MeeGo 1.2 Harmattan Developer Documentation Develop for the Nokia N9

Coding for performance

This section includes best practices for optimising your code. For coding hints and tips with Qt containers, see Qt documentation online.

Selecting the correct compiler optimisation options

You can significantly increase the execution speed of the compiled binary by selecting the correct optimisation options and compiler. In some cases the difference can be several hundred percents with the same target device.

By default, -O2 is a good optimisation level. If you use -O3 GCC optimisation level instead of -O2, it can increase the amount of code, especially C++, and make it slower. It is recommended that you measure the effect of compiler options.

For a summary of the available GCC command options, see Invoking GCC.

Avoiding linked lists in the data structure

Linked lists and other data structures that do not have an ordered and coherent structure in the memory decrease CPU cache utilisation. The reason for this is that successive data items are not located in a compact memory area that can be loaded into cache at once. Thus, you need access to the main memory each time a new data item is dereferenced.

Instead of linked lists, tables (vectors) provide a much more coherent structure and thus enable you to better utilise the CPU cache.

However, linked lists have the following benefit over tables: adding and removing items in the middle of linked lists can be done in constant time, regardless of the number of items in the list. To do the same with tables, you need a faster growing algorithm because adding and removing items in the middle of tables becomes slower as the size of the table increases. However, in all other use cases linked lists are significantly slower than tables.
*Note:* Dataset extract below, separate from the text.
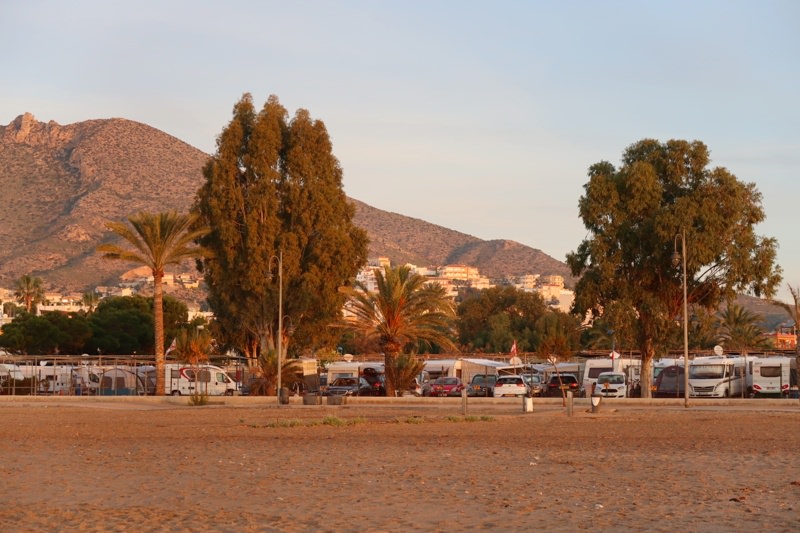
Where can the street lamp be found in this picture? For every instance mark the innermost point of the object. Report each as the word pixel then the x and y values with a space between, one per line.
pixel 676 260
pixel 279 261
Note: If there are a lot of data items and the data structure is dynamic in nature, consider more sophisticated data structures, such as binary trees, instead of tables. Even though the sophisticated data structures commonly utilise pointers in the same way as linked lists, the algorithms used with them are much more powerful, which justifies the consumed cache.

Avoiding floating points

Do not use floating points instead of integers unless you know that there really is a need to use them. Since floating point arithmetic is much slower than calculating with integers, especially avoid using floating point variables. The speed difference between floats and integers is high especially on current ARM Cortex-A8 based devices. Also on ARM double precision is even slower than single precision.

If you need floats, do not combine integers and floats unless they are independent computations from each others.

If calculating with integers is not enough:

  • Do not use fixed point arithmetic, or simulate floating points with integers, simply use a floating point instead.
  • Try to avoid using double precision (64 bit) floating points (double type in C/C++), because they produce a significant performance hit (slower and usually more code generated). Use the f suffix in our floating point constants in C/C++ code. In Qt, use constructions such as qreal(0.5) to express single precision constant on ARM platform and double precision on others.

Avoiding static C++ objects

Static C++ objects are constructed when a library is linked, at application startup or when it is dlopened. Thus, especially avoid static C++ objects in libraries. Since you cannot control their allocation lifetimes, it is difficult to troubleshoot problems.

If you need to have static C++ objects, at least make sure that their constructions do not create allocations or sockets.

Using initialisation instead of assignment

In C++, always initialise objects when you define them. If you first define and only later assign values, creating the object invokes both the default constructor and then the assignment operator. If you initialise objects instead, it invokes only the copy constructor. Why make two separate steps when one step can do the same?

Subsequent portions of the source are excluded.